Through a critical synthesis of the teaching of political and rhetorical practices that are often considered in isolation (that is, neo-imperial political assassinations, the corporate appropriation of Indigenous knowledges and critical development geographies), I make the case in this chapter for what I call pedagogical disobedience: an anticipatory decolonial development curriculum and praxis that is attentive to the perpetual simultaneity of violence and misappropriation within the colonial matrix of power. The chapter contributes to debates within international development and development geographies about the future of the discipline, given its neocolonial and colonial constitutions, and functions with a grounded attention to how this opens up possibilities for teaching praxis and scholarship in action.

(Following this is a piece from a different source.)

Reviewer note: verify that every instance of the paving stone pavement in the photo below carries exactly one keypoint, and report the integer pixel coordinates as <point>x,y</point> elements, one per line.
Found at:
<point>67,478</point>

ABSENCES IN THE CURRICULUM
As educators, we often prepare for teaching by gathering course material around a related set of themes and concepts. We cull determinedly from the reference lists of insightful journal articles and pore over abstracts, print-outs, book reviews, library shelves, TED Talks and more in search of comprehensive teaching materials that fit the pedagogical, curricular, creative and logistical needs of students. For decolonial students and educators in pursuit of the transformation of Eurocentric knowledge through Freirian ‘pedagogies of possibility’ (Freire 1997) and decolonising of the university by ‘teaching to transgress’ (hooks 1994), these moments of curricular preparation and structuring have richer significance. The creation of a critical decolonial syllabus necessitates a determined flexibility, a willingness to foster spaces of challenge in the classroom and a level of aptitude to coax students through the discomforts of unlearning. It also requires a sensitivity to the reproduction of Eurocentric, colonial, patriarchal and ‘whitestream’ (Grande 2003, 329) epistemologies within even critical and radical works in the social sciences. Eurocentric ideas and works sometimes make their way onto the pages of syllabi in careless or unintentional ways; this might be because of disciplinary norms or ‘disciplinary decadence’ (Gordon 2006), or pressures to prioritise standardisation (Nyamnjoh 2019), or the academic search algorithms that reproduce white patriarchal hypervisibility (Noble 2018) and make internet searches for alternatives more difficult. Decolonial transformation requires systematic ‘de-silencing’ (Rutazibwa 2019) within an academy at the service of bureaucratic classes and ‘benevolent empire’ (Chatterjee and Maira 2014, 7). In my first years of university teaching, I often began each process of creating course syllabi by looking online for examples of readings, concepts and materials that had worked for students in other universities.